The next day, after my mother left for work, I went to pick up my clothes.  She had written me a note and left it on the table.  I don't remember much of what she had written except that the gist of it was to have me come home and we'd "talk" about what happened.  I had already heard all the "talking" I ever wanted to hear from them.  "Talking" in their house = manipulation.  I knew I wasn't wanted there.  It was all a smokescreen.  I turned the piece of paper over, and wrote that I wasn't coming back and that it was time for me to leave.  I know I wrote more than that, but I don't remember what else I wrote.  I know that I was paying board, taking care of everything in the house and working full time, all the while being abused by my father.  I'd had enough.  I'd sleep under a bridge if I had to, but I would never spend another night in their house.  I gathered up my clothes and my stereo, put them in "my" car and went back to work.

I stayed at my boyfriend's parents' house for the next week, with their permission.  They were away in Wisconsin at the time, but I wanted to be sure I had their permission before staying there.  They were so good to me.  They were very giving and understood that I had no place to go.  I left my clothes in the car because I was determined to not take too much advantage of their hospitality, and find an apartment as soon as possible.

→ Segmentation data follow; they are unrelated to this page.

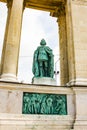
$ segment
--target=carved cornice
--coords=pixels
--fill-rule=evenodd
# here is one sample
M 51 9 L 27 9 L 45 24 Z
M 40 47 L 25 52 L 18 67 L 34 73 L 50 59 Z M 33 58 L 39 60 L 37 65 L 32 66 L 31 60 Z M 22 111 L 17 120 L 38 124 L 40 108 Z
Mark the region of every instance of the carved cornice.
M 79 5 L 87 5 L 87 0 L 72 0 L 72 2 Z
M 12 6 L 12 2 L 13 2 L 13 0 L 7 0 L 7 7 L 8 8 Z
M 65 4 L 61 3 L 53 12 L 50 13 L 53 17 L 60 17 L 65 15 Z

Apparently, it wasn't soon enough.  A few days later, I got a call at work from my father, telling me that they had taken my car while I was at work, "because we pay the insurance."  What utter bullshit.  They wanted to make me suffer.  Now I had no clothes, no way to go anywhere, and no place to stay.  I asked my boyfriend (now fiance') to get his brother's truck and take me to get my clothes (again).  He did, and when I arrived at my parents' house, my former family piled out onto the lawn and came at me.  While my fiance' was taking my clothes, I turned to my family and said "If the car means so much to you, KEEP IT!"  I threw the keys at them.  We left, but that wasn't the end of it.

The place that I worked (Bee Chemical) was an account that my father serviced for NCR.  He would find any excuse to come there and make trouble for me.  It became apparent that I was going to have to leave Bee if I wanted any peace.  But I was also going to have to do something significant to make my family leave me alone.  So I married my fiance' on a Friday night in December, with only his parents and two witnesses in attendance.  I wore a green and white plaid dress, and had no flowers, no bridesmaids and no reception.  The Wahls (my in-laws) were wonderful to me.  They took us out to dinner after the chapel wedding and treated me like a daughter from Day One.  Betty, my mother-in-law, said I could call her MOM, which could mean My Other Mother, and call Bud DAD for Drunk And Disorderly.  I loved them both so very much for taking me in and loving me so unconditionally, especially when my own parents were so abusive.  I had never known people like the Wahls before, and not many since.  I miss them.

So when this poor cashier told me of her plight, it was all I could do NOT to wrap my arms around her and tell her it would be all right.  After all, she didn't know me, and did I really know it would be all right?  The truth was, I didn't.  Life is a series of traumatic events.  It's been said that whatever doesn't kill you makes you stronger.  At this rate, I ought to be able to benchpress a Buick.